Michael: It feels amazing. You talk to people and you hear stories and they tell you about how they feel impacted by the play, and it’s remarkable. The sense of excitement of people who have seen or experienced the shows, and the eagerness to participate again, speaks to that. I know the people in Lost Hills [a Central Valley community] will talk about how doing that Cornerstone show was a really galvanizing moment towards change in their town, and I can speak to several instances where people will talk about that kind of thing. And I believe it’s true. I also fundamentally believe that participating in a rigorous critical artistic process is intrinsically of deep value, and that process contributes to healthy civic bodies. I believe that in my soul. I look back and I have to believe that Shakespeare had more impact on Western civilization than Queen Elizabeth. I think that’s true. So do I think having those projects in those towns or in those communities has had a deep impact? I do. Can I responsibly point to this part exists because Cornerstone was here? I don’t know. I don’t think there’s an A-to-B relationship, but I think lives are changed, I think people are empowered, I think space is now used in different ways in those communities than it was before, and the potential for space to be used for critical public dialogue and critical art making is real.
Carl: Can you talk a little about the Institute Summer Residency? I’ve known a lot of artists who have gone through that over the years and it has such an amazing impact on the ecosystem, particularly in the American theatre.

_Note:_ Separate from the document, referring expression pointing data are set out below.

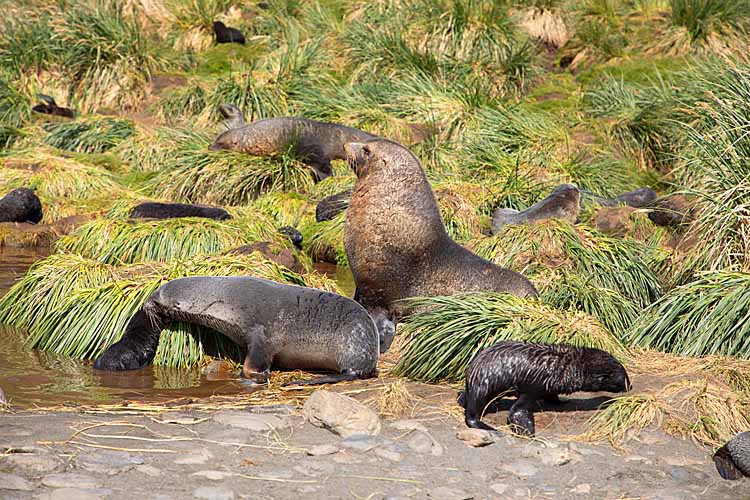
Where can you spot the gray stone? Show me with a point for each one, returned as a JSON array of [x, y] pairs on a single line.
[[71, 480], [341, 414], [476, 437], [322, 449], [15, 483], [211, 493], [521, 468], [108, 462], [251, 422], [31, 464], [448, 493]]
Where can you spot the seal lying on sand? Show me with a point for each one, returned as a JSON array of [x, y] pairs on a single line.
[[315, 143], [225, 34], [563, 203], [733, 459], [285, 326], [535, 371], [155, 210], [396, 242], [21, 205], [50, 107]]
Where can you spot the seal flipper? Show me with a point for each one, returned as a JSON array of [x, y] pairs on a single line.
[[725, 465]]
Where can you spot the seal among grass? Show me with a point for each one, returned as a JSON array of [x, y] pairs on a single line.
[[733, 459], [535, 371], [285, 326]]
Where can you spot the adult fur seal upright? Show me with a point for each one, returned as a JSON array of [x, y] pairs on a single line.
[[535, 371], [21, 205], [733, 459], [282, 325], [564, 202], [396, 242], [315, 143]]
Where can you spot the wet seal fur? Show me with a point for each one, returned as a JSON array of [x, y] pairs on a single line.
[[225, 34], [535, 371], [396, 242], [733, 459], [21, 205], [155, 210], [284, 326], [564, 202], [314, 143]]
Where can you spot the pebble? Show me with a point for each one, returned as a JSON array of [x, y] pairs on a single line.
[[13, 482], [71, 480], [251, 422], [322, 449], [211, 493]]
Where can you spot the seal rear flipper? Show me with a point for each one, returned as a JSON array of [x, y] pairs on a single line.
[[725, 465]]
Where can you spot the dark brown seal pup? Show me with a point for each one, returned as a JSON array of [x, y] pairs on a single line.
[[155, 210], [564, 202], [396, 242], [282, 325], [225, 34], [535, 371], [733, 459], [315, 143], [50, 107], [21, 205]]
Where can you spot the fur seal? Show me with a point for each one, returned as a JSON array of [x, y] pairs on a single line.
[[225, 34], [285, 326], [50, 107], [21, 205], [396, 242], [535, 371], [233, 116], [315, 143], [155, 210], [330, 206], [564, 202], [733, 459]]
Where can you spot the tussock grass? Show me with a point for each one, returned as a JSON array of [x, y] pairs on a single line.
[[446, 333]]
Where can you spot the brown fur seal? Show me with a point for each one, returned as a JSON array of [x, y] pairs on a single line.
[[315, 143], [733, 459], [563, 203], [286, 326], [396, 242], [535, 371]]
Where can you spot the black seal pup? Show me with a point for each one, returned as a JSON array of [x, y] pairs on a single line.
[[535, 371], [225, 34], [21, 205], [155, 210], [330, 206], [396, 242], [315, 143], [282, 325], [48, 106], [564, 202], [733, 459]]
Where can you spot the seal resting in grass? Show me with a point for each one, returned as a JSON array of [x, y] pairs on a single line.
[[21, 205], [535, 371], [733, 459], [396, 242], [314, 143], [285, 326]]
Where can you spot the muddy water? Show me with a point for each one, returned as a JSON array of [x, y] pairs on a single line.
[[32, 378]]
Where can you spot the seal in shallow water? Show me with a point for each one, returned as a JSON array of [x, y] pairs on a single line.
[[21, 205], [315, 143], [564, 202], [396, 242], [535, 371], [282, 325]]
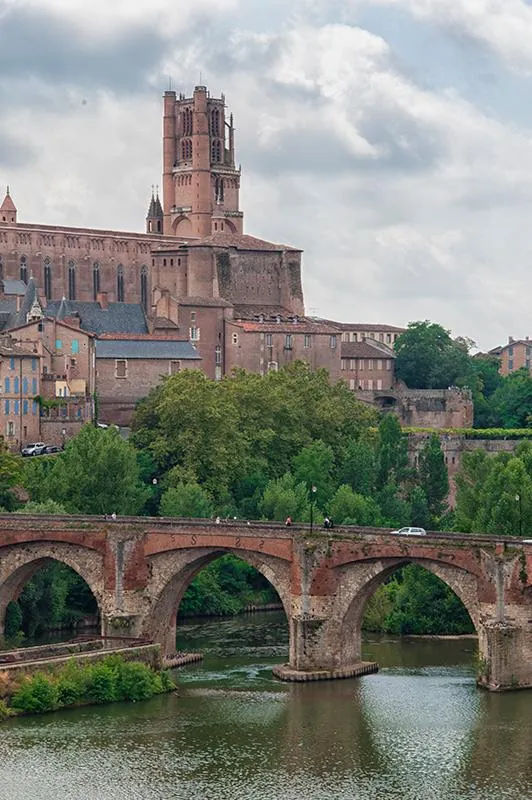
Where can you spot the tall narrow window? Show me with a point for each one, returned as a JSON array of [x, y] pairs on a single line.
[[23, 269], [186, 150], [187, 122], [144, 287], [216, 151], [47, 278], [120, 283], [71, 280], [215, 122], [95, 280]]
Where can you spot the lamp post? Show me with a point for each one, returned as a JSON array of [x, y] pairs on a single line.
[[518, 499], [313, 490]]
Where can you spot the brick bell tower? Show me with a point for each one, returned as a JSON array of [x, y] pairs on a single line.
[[200, 180]]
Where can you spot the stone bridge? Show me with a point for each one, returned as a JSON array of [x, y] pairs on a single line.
[[138, 569]]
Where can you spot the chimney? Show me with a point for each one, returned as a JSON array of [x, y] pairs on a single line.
[[101, 298]]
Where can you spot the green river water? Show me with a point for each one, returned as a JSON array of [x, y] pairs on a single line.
[[417, 730]]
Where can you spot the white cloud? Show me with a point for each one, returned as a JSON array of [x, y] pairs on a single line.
[[505, 26]]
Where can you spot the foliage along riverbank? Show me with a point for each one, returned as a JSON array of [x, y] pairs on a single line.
[[110, 680]]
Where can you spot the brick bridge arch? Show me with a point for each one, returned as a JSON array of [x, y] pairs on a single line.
[[19, 563], [171, 573]]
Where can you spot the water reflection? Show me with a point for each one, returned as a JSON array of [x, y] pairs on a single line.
[[418, 730]]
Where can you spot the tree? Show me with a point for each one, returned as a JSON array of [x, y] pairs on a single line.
[[283, 498], [97, 473], [433, 476], [186, 500], [427, 357], [314, 466]]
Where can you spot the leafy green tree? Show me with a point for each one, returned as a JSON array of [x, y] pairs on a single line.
[[314, 466], [283, 498], [358, 468], [433, 476], [186, 500], [392, 452], [97, 473], [427, 357], [353, 509], [511, 402]]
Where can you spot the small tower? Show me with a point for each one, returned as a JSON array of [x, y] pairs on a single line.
[[201, 182], [8, 211], [155, 216]]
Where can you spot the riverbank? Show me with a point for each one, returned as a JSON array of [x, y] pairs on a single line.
[[58, 685]]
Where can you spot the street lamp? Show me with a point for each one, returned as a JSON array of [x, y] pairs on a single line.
[[313, 490], [519, 500]]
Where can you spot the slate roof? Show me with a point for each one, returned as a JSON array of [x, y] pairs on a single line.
[[366, 349], [240, 241], [147, 348], [116, 318]]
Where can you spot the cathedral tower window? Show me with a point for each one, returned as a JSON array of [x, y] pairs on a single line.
[[216, 151], [47, 278], [120, 283], [215, 123], [95, 280], [23, 269], [186, 150], [187, 122], [71, 280], [144, 288]]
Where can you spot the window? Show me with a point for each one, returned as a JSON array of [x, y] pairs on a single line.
[[120, 368], [95, 280], [23, 269], [144, 287], [71, 280], [47, 279]]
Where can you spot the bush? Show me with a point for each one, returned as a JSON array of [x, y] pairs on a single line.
[[36, 695]]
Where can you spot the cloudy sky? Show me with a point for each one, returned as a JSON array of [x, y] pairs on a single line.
[[390, 139]]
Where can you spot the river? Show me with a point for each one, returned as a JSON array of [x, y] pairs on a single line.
[[417, 730]]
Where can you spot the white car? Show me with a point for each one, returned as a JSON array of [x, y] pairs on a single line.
[[411, 532]]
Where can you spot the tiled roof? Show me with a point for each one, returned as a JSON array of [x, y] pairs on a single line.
[[240, 241], [146, 348], [370, 327], [13, 286], [116, 318], [366, 349]]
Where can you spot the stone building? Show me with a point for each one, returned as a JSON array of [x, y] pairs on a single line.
[[516, 354]]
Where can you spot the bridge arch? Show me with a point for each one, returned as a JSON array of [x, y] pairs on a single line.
[[19, 563], [172, 574], [358, 582]]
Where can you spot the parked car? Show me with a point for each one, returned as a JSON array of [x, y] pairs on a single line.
[[411, 532], [34, 449]]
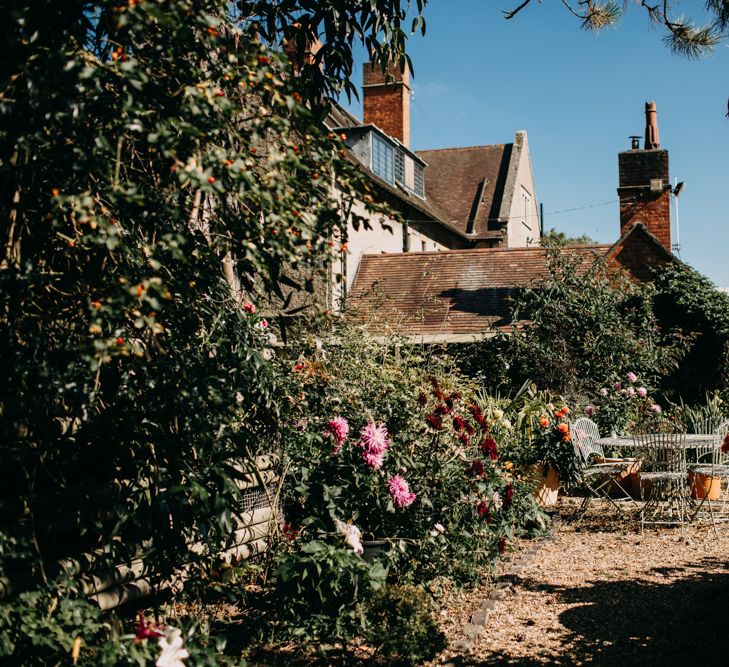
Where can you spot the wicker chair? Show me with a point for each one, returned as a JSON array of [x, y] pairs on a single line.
[[597, 474], [713, 463], [664, 479]]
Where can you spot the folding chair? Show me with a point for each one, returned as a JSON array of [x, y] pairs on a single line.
[[597, 474]]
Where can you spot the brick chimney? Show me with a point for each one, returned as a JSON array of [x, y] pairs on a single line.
[[387, 100], [644, 188]]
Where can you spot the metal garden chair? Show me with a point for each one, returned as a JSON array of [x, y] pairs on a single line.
[[664, 479], [597, 474], [713, 464]]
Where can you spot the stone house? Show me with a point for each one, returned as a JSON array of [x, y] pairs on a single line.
[[461, 295], [448, 199]]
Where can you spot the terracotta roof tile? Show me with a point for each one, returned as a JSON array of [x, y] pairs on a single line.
[[451, 292], [453, 181]]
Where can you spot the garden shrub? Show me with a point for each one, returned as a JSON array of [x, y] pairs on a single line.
[[160, 175], [457, 510], [401, 627], [688, 306], [581, 327], [319, 589]]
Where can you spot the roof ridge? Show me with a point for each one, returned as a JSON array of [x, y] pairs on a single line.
[[462, 148], [473, 251]]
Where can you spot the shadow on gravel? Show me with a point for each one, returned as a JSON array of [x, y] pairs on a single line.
[[635, 622]]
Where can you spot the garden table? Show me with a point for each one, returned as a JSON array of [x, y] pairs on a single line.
[[692, 441], [699, 443]]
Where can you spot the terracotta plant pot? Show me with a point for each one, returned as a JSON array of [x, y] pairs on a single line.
[[547, 486], [703, 486]]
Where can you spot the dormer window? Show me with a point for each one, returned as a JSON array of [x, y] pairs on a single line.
[[399, 167], [419, 180], [382, 158], [387, 158]]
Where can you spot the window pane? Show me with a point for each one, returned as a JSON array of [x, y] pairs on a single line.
[[399, 167], [419, 180], [382, 158]]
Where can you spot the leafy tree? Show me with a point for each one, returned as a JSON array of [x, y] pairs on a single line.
[[580, 329], [688, 306], [683, 35], [555, 238], [159, 174]]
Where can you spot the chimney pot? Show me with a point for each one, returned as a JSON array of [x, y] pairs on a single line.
[[651, 126], [643, 183], [387, 100]]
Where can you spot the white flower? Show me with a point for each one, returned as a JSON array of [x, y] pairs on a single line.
[[173, 650], [352, 535]]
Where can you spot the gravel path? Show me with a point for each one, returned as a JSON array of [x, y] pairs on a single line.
[[602, 594]]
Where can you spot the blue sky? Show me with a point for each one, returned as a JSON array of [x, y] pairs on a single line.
[[479, 78]]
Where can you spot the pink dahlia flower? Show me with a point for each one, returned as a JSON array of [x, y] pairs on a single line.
[[400, 491], [373, 460], [373, 438], [338, 429]]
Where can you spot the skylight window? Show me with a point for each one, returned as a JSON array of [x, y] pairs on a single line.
[[382, 158], [419, 180], [399, 167]]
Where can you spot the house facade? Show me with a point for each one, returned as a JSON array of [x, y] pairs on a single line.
[[446, 199], [462, 295]]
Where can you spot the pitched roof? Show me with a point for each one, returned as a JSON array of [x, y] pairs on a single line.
[[451, 293], [468, 185]]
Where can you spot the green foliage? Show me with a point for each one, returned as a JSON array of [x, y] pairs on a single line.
[[622, 405], [442, 444], [320, 588], [555, 238], [159, 174], [581, 328], [689, 307], [41, 624], [401, 626], [683, 36], [380, 26], [702, 417]]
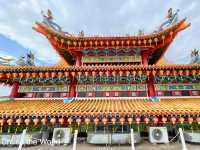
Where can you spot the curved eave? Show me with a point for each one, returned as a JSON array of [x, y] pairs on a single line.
[[43, 29]]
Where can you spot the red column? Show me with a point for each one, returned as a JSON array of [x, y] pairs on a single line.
[[144, 56], [78, 60], [14, 90], [72, 89], [150, 86]]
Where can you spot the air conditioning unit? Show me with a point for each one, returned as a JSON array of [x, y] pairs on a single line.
[[158, 135], [61, 136]]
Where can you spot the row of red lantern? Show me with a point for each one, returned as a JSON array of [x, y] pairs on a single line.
[[122, 120], [111, 42], [101, 73]]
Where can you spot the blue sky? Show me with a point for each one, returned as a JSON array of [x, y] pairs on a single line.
[[95, 17]]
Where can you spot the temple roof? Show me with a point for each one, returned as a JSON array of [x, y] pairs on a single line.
[[103, 107], [69, 46]]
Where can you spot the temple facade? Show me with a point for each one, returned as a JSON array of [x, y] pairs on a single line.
[[108, 80]]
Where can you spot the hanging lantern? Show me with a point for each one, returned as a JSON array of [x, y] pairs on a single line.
[[146, 120], [86, 73], [180, 72], [53, 121], [181, 120], [164, 119], [194, 72], [34, 74], [27, 121], [173, 120], [94, 73], [73, 74], [104, 120], [100, 73], [130, 121], [161, 72], [155, 120], [10, 121], [187, 72], [147, 73], [107, 73], [15, 74], [70, 120], [36, 121], [140, 72], [114, 73], [122, 120], [41, 74], [19, 121], [2, 121], [138, 120], [66, 74], [44, 121], [87, 121], [78, 121], [154, 72], [47, 74], [168, 72], [190, 120], [8, 75], [61, 121], [21, 74], [120, 73], [198, 120], [60, 74], [96, 121], [127, 73], [113, 120]]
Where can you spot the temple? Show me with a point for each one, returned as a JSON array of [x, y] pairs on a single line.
[[107, 80]]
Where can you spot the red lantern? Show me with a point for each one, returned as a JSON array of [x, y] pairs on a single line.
[[87, 121], [104, 120], [181, 120], [2, 121], [78, 121], [198, 120], [19, 121], [61, 121], [27, 121], [164, 120], [173, 120], [66, 74], [10, 121], [146, 120], [155, 120], [44, 121], [96, 121], [73, 74], [60, 74], [53, 120], [138, 120], [190, 120], [94, 73], [69, 120], [161, 72], [130, 121], [122, 120], [120, 73], [113, 120], [36, 121]]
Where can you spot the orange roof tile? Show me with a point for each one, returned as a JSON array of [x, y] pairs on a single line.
[[95, 107]]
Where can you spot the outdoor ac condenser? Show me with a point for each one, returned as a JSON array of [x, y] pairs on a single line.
[[158, 135], [61, 136]]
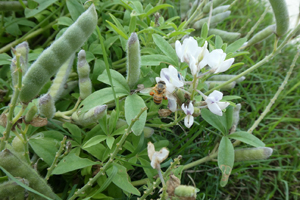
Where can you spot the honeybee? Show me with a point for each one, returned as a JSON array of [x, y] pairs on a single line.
[[158, 92]]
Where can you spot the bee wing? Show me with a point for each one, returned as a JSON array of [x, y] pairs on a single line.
[[146, 91]]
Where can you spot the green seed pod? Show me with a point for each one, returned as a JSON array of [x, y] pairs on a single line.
[[281, 15], [215, 3], [185, 191], [261, 35], [252, 154], [23, 49], [214, 20], [212, 84], [184, 7], [220, 9], [133, 60], [30, 114], [19, 168], [148, 132], [61, 77], [225, 77], [11, 190], [226, 36], [47, 106], [90, 117], [83, 68], [58, 53]]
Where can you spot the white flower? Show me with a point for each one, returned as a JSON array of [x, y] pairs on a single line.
[[156, 157], [188, 110], [171, 77], [213, 103], [216, 60], [191, 53]]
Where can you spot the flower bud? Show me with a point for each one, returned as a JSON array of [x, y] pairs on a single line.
[[46, 106], [133, 60], [252, 154]]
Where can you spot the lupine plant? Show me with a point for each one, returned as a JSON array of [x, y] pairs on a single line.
[[78, 117]]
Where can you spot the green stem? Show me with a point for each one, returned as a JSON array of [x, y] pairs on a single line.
[[12, 105], [260, 63], [113, 155], [58, 153]]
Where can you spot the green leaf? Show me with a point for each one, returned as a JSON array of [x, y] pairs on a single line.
[[204, 30], [94, 140], [121, 179], [118, 80], [74, 130], [222, 123], [110, 141], [235, 45], [75, 8], [247, 138], [133, 106], [166, 48], [154, 60], [45, 144], [42, 5], [156, 8], [72, 162], [101, 97], [225, 159]]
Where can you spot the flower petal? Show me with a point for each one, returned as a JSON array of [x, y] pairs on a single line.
[[214, 108]]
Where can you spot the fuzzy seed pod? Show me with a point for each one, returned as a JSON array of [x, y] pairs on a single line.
[[225, 77], [281, 15], [83, 68], [214, 20], [58, 53], [47, 106], [220, 9], [212, 84], [226, 36], [252, 154], [19, 168], [61, 77], [186, 191], [261, 35], [215, 3], [30, 114], [133, 60], [11, 190], [90, 117]]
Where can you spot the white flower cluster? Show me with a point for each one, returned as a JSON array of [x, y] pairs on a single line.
[[197, 58]]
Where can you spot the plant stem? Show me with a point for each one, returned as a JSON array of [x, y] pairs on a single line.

Michael: The Institute is one of my favorite things that Cornerstone does. I’m a strong believer in apprenticeship and learning theatre by doing. I recognize that different people learn things differently, but I love the Institute. As a company, we grow so much from it every year and learn so much about ourselves as practitioners and about our process. We’ve had amazing people from all walks of life participating in the institute as students—I think the age range has been from nineteen-year-olds to people in their sixties. We’ve had a lot of theatre practitioners, but also a lot of teachers, Jesuit priests, social workers, a retired accountant—a wide range of folks. The Institute is not about learning artistic practice in that sense of you’re going to think about a style of performance or a way of entering a performance—it’s really about here are some tools for community, in which to engage community and avenues how to integrate that into an aesthetic process, into a theatre-making process, or a performance-making process. It’s really gratifying to see people in the field making work that is either inspired by or in the vein of Cornerstone’s work, and it’s also gratifying to see people pushing back against it, being like, “I’m doing something totally different and I’m doing that because I don't agree with how you do it,” and making different kind of community engaged work. I think that speaks to impact. A lot of our staff members now and over the years have been Institute students. So there’s also been the impact of bringing fresh perspectives into the company that has really enriched our work and our ecology.